Monday night the Porterdale City Council made a difficult but necessary decision to include a possible millage rate increase in order to balance the town’s FY2010 budget.
No elected official wants to unfairly or recklessly tax the residents of their municipality, but this decision was neither of those things.
The decision to include a possible millage rate increase actually shields residents from cuts to the services the city provides. Porterdale is already operating with a bare bones staff and any further pay cuts, furloughs or layoffs would not only seriously injure employee morale, but also prevent the city from offering the essential services its residents have come to enjoy.
The council also showed that they understand the tough financial times almost everyone is experiencing in this depressed economy by pursuing a city homestead tax exemption for primary homeowners. This is a wonderful show of goodwill and understanding and will encourage homeownership in a town that desperately needs a higher percentage of homeowners.

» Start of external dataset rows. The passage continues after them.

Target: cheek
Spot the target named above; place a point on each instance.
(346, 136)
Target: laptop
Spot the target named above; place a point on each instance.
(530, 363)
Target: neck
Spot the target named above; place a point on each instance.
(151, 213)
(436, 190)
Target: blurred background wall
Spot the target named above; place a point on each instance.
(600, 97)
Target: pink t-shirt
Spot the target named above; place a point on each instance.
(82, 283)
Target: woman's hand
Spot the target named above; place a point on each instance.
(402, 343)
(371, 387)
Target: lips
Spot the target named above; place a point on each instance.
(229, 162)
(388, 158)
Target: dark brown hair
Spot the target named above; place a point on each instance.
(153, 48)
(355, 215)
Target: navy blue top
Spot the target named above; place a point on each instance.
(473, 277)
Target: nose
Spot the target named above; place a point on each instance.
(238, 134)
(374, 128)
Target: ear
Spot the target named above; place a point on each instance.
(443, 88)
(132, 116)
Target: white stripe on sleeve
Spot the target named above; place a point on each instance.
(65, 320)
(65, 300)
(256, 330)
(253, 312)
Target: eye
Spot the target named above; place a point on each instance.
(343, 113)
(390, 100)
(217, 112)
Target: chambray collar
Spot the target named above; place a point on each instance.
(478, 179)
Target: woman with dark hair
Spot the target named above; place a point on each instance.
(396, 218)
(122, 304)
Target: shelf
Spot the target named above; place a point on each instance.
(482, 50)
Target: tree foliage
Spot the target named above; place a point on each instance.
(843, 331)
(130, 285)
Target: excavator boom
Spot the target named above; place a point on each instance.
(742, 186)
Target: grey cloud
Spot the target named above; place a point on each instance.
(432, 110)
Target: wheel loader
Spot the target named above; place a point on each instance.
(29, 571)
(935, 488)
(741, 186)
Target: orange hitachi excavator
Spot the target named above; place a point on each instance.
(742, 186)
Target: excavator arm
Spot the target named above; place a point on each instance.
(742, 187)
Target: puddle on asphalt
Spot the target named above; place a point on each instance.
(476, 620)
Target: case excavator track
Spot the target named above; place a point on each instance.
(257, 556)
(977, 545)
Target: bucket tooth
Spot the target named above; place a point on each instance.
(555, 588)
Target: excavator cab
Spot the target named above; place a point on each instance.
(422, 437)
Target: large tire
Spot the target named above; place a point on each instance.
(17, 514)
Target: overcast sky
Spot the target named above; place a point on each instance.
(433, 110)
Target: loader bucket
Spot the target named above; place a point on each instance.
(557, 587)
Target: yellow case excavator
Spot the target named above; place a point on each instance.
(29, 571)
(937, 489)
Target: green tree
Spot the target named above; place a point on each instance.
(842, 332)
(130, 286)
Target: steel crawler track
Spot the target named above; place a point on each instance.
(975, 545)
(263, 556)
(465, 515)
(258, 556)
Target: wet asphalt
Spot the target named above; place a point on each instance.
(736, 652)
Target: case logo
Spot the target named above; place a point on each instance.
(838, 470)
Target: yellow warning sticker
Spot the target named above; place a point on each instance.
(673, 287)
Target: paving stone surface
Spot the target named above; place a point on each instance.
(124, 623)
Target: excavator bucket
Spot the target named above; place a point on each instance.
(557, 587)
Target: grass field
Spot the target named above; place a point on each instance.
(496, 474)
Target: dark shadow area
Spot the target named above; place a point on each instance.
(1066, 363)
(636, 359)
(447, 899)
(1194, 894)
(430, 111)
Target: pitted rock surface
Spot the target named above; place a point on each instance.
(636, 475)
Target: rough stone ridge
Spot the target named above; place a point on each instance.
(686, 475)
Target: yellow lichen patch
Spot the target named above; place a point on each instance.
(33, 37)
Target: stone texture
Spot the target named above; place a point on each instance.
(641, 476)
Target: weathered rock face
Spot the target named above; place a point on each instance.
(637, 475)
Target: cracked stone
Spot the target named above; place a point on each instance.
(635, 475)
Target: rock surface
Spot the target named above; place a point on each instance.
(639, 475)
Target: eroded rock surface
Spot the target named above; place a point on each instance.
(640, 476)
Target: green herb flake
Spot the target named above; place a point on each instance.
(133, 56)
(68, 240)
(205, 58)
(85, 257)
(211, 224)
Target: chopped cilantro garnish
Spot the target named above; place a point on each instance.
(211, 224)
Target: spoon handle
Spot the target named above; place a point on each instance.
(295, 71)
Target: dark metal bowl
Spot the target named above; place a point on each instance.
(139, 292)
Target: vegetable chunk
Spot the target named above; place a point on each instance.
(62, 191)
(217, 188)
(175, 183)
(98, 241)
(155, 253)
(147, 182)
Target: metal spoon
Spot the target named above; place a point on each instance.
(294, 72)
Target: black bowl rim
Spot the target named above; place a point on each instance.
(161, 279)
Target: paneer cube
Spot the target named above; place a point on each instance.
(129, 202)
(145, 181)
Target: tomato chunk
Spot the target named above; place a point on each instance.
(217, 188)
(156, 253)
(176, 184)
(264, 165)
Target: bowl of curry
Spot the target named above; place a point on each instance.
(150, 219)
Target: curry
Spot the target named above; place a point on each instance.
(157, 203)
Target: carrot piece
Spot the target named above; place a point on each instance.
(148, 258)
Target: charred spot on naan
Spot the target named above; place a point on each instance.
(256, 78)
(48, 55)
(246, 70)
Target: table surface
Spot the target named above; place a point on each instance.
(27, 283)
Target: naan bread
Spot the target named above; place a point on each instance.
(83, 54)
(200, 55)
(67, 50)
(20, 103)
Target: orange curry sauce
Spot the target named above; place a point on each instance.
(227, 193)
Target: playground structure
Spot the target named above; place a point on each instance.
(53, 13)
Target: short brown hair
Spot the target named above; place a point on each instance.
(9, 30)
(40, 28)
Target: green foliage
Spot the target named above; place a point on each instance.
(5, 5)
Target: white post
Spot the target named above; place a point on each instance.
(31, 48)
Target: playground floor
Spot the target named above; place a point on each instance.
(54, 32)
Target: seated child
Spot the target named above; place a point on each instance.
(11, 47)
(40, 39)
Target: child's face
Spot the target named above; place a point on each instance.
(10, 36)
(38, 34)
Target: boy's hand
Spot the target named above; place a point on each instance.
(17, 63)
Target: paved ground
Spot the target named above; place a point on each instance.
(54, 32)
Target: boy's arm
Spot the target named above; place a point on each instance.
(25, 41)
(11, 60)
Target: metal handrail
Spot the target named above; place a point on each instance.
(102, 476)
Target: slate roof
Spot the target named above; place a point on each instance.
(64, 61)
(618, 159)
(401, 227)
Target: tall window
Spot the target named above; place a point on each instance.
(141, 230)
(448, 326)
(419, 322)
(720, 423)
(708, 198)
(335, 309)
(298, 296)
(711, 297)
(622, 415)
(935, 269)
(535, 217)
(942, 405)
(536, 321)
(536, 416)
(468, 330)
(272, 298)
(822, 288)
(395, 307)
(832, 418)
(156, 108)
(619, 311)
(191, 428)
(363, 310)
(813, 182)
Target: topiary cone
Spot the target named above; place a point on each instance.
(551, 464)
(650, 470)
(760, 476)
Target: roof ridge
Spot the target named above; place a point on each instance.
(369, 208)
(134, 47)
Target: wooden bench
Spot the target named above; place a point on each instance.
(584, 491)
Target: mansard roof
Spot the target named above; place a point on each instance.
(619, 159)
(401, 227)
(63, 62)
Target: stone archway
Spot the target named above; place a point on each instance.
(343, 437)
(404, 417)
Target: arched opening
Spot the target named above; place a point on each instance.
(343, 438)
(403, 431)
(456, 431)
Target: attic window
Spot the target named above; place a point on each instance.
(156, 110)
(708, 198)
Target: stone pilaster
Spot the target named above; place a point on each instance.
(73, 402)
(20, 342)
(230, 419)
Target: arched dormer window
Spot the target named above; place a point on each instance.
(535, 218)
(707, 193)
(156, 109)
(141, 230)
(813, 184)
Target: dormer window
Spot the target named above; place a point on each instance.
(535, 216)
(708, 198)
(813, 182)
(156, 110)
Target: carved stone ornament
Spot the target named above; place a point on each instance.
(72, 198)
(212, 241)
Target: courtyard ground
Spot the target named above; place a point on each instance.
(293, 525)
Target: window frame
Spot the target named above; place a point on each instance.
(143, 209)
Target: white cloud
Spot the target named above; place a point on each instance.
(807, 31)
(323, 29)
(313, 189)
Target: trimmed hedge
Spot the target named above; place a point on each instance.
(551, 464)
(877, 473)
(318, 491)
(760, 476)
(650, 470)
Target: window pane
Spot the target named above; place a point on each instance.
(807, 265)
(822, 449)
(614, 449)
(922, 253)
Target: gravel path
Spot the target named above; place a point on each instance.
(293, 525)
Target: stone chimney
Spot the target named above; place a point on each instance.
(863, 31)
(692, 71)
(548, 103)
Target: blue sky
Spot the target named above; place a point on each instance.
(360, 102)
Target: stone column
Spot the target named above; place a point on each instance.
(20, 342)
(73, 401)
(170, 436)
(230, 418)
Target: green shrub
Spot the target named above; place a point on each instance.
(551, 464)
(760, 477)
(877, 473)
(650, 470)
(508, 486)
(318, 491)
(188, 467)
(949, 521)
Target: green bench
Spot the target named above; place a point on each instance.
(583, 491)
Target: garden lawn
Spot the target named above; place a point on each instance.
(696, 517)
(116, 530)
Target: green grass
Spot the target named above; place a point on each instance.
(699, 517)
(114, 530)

We hope this measure is taken seriously by our state representatives who must introduce it in the Georgia General Assembly for approval before it can be implemented.
Any resident who is unhappy with the possibility of a millage rate increase should either keep quiet or move. Ample notice of the budgeting process was advertising in this paper, in other papers and, we’re sure, by word of mouth, yet not one resident attended a public hearing to voice his concern or support for the rate increase.
We hope, though, that business and home sales increase in Porterdale so that the millage rate increase will not have to be as high as currently proposed.